Like a lot of you, I spend what seems to be an inordinate amount of time checking my email. And not just for blog comments, either. Increasingly my clients and I are communicating this way.
Lately, I've been getting phone calls from clients: "Did you get my email?"
All too often the answer is "no."
Unless I've corresponded with a client by email in the past, too many of these important emails are routed into a spam filter. Especially (and, I suppose, understandably so) when there is an attachment to the message.
But this is like having a secretary who gives you all the junk mail and holds the important stuff at her desk.
You wouldn't like having to stop what you were doing to confront your assistant and ransom your important mail, would you? Well, I don't like chasing down important client material in my spam filters either.
It makes me worry about what I didn't know I got but should have seen.
I don't know what the answer to this conundrum is. I'm certainly grateful for spam filters that remove all the pharmaceutical advertisements and pornography solicitations. But that's not where I want to look for stuff that clients sent. To be safe, however, I now check my spam filters, at least once a day.
Once again, the time we've saved with the convenience of this super-duper fast method of communication is nullified by the additional tasks that are added on as the unintended consequence of our supposed advance. Humans are not quite obsolete yet.
4 comments:
Spam filters are supposed to weed out the yukky stuff. I don't have time to check for stuff that shouldn't be there!
Did they actually send those e-mail messages, or like homework in the old days, the 'dog ate it'.

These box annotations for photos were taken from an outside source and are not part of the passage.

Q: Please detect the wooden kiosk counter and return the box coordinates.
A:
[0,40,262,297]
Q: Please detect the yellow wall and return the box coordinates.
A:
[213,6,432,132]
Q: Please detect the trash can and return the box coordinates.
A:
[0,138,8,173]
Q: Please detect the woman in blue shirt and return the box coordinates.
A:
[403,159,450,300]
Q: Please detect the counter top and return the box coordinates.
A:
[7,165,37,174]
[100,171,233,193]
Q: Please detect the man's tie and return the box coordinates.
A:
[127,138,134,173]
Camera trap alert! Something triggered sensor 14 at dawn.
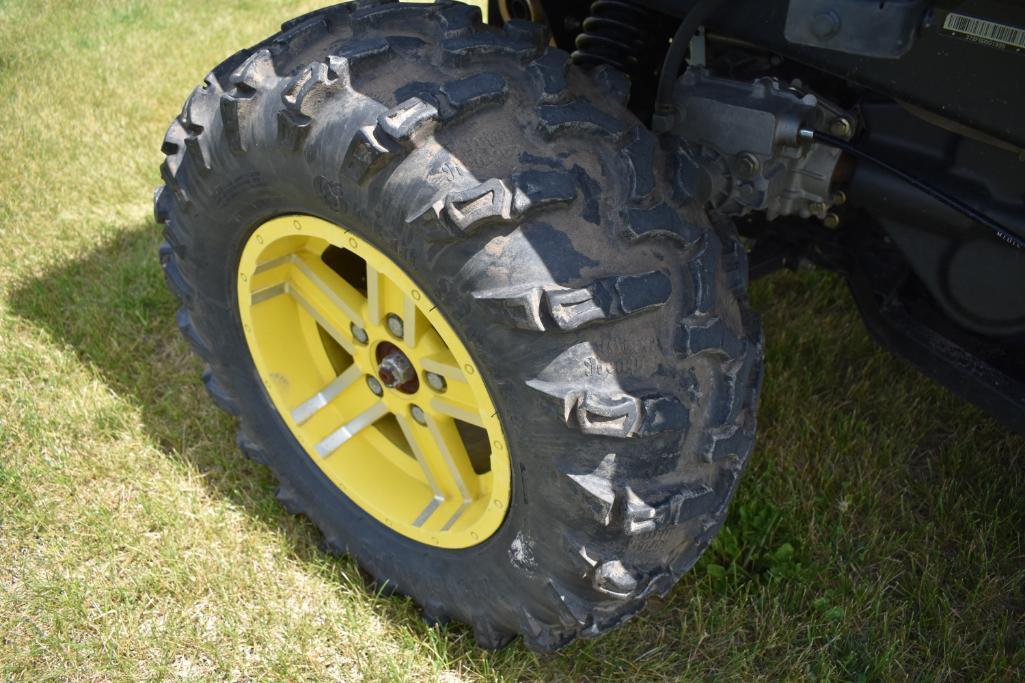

As if a mutt could eat an electronic message anyway...
If you aren't careful, it's too easy to delete forever a legitimate message lodged in the Spam filter. I plead guilty to deleting legitimate Spamt, your honor.
Are Spam filters trainable? Can you make them smarter?
My grandma got email so we could send pictures to her and she said she had 28 spam emails the other day.
I don't even want to know what websites she's stumbling across and she lives over 5 hours away so it's not like I can check her computer out for her.